A friend of mine has a small business selling blinds to homes and workplaces. He said a few weeks ago that he’d had a new colour brochure done and was going to post it out to around 200 of his past customers.
I told him he would multiply his hit-rate maybe 10-fold if he followed up with chaser phone calls, and he set about his campaign.
I met him again over the weekend and asked him how things were going.
“Waste of time!” he blurted. “Something wrong with the post!” he continued. “Hardly anybody got their brochures!”
He’d sent them out as planned, and then starting calling around, using the opening line – “It’s Craig here from Acme Blinds” (names changed to protect the stupid) “Just wondered if you got the brochure we sent out last week”
NOT CRAIG, YESTERDAY
Hmmm…Craig, you just used the most useless opening line in the history of useless opening lines! Here’s why, mate –
1- The only people who need to know whether a piece of post has arrived or not are customer service researchers at the Royal Mail.

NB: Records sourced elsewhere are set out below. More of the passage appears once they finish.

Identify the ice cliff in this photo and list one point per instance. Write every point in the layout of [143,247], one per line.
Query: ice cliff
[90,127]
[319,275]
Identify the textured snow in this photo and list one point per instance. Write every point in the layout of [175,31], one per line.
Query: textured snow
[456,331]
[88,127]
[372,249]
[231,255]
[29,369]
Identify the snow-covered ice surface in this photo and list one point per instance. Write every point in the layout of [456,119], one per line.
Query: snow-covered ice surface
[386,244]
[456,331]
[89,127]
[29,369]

2 – If the customer answers no (he hasn’t received it) he’s either lying to stall any further conversation (most likely), or you have his address wrong. Either way, it leaves you with next-to-no chance of recovering to a selling situation.
3 – If the customer answers yes, where does that leave you? You’ve then got to hit him with another question to move the call forward; usually “so…was it of interest then?” He’s probably already rehearsed the answer to that one, and it’s the one you’re expecting.
4 – Asking a “yes-or-no” question as an opening line is, always has been and always will be a pretty lame idea.
“Craig” could have supercharged his chances of success with this kind of pitch –
“…as you’ve been a customer of ours before, I wanted to let you know about a great deal we’ve got on at the moment: [Insert short, sharp, sexy info-hook] I can pop over Tuesday morning or Thursday afternoon to work out some prices for you…which would be better?”
An either/or question with an assumptive close built-in is a really powerful way to get what you want – in this case, a face-to-face appointment with the prospect.
And about that brochure – they definitely received it; it had either warmed them up nicely or they’d already thrown it away!